NASA joined foursquare on a partnership since 2010 enabling users to connect with NASA. According to a report from Mashable, Curiosity's next check in will be from Rocknest, the next stop on Gale Crater for the rover where it will conduct various scientific experiments.
"We'll start getting to more specific locations within the crater," Mashable quoted Veronica McGregor, social media manager at NASA, as saying.
"We may not do daily check-ins for each drive, but we will be able to do check-ins and tips for locations after we name them," she said.

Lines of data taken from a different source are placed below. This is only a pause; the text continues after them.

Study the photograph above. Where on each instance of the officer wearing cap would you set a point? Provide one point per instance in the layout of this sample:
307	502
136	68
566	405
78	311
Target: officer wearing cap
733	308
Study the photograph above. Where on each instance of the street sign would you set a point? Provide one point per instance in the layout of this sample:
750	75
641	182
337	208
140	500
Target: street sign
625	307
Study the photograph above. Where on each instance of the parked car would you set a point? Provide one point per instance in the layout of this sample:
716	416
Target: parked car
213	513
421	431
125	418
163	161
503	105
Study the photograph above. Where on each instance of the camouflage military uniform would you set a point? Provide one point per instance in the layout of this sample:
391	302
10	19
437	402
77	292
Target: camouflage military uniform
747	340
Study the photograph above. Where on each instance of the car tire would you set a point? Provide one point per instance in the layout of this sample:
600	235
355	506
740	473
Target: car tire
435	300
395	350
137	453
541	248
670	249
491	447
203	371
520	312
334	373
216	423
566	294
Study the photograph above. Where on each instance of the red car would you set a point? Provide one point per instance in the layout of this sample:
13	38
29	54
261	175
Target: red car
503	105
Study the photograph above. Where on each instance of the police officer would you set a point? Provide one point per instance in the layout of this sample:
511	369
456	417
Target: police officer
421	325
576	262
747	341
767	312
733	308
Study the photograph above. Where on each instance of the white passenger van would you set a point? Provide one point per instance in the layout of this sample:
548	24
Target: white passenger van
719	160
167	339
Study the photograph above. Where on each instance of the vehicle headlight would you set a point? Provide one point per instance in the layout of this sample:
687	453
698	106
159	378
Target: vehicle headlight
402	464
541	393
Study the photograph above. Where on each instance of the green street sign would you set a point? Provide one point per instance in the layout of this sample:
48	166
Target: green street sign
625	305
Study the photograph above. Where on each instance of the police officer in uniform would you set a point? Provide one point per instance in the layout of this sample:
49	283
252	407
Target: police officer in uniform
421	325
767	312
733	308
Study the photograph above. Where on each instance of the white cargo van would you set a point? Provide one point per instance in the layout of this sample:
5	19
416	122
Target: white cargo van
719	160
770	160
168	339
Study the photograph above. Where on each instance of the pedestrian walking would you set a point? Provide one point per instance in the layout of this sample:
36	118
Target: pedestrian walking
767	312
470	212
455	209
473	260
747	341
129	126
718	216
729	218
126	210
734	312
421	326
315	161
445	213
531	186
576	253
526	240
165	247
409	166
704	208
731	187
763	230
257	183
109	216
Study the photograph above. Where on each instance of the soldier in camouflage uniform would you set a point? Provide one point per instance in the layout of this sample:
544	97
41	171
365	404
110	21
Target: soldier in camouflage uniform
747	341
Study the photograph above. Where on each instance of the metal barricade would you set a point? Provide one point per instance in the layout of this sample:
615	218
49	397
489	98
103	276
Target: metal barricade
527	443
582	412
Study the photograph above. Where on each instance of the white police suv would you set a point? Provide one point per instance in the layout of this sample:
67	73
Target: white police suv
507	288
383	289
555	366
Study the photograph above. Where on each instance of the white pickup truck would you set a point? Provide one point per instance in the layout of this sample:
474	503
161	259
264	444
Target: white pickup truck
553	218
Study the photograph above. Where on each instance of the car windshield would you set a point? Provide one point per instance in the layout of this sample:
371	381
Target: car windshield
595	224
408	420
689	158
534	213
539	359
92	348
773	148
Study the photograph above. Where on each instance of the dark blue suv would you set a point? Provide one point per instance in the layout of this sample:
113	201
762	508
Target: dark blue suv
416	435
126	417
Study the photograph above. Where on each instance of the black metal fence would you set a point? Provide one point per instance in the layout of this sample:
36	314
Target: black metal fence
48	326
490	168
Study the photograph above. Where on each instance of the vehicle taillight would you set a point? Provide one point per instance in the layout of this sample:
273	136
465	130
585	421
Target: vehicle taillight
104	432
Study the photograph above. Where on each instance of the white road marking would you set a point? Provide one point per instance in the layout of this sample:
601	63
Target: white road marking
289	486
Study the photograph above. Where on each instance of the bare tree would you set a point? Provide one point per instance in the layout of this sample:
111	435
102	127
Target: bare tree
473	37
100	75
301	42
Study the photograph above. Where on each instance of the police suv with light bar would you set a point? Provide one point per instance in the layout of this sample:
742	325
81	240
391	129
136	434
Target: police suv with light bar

Curiosity, which landed successfully on Mars on Aug. 5, is on a two-year mission carrying ten scientific instruments to study the areas chosen in the Gale crater if they could have ever supported microbial life.
The rover is currently on its mission to Glenelg, a geological site of interest where three different terrains intersect. The final destination of Curiosity is Mount Sharp, which is about 3 miles tall, to perform scientific experiments as the sand there has different chemical composition that can be seen based on their color. It will take at least a year for Curiosity to reach Mount Sharp.
Curiosity will be conducting various scientific operations to test soil and rock samples of the Martian surface on its journey to the destination. Last week, rover made its longest drive yet travelling for 138 feet after collecting its first rock sample called as "Jake Matijevic" for examination.
Just two months after it landed on Mars, Curiosity has already found an ancient streambed giving a significant evidence of the presence of environment that could have supported life on Mars.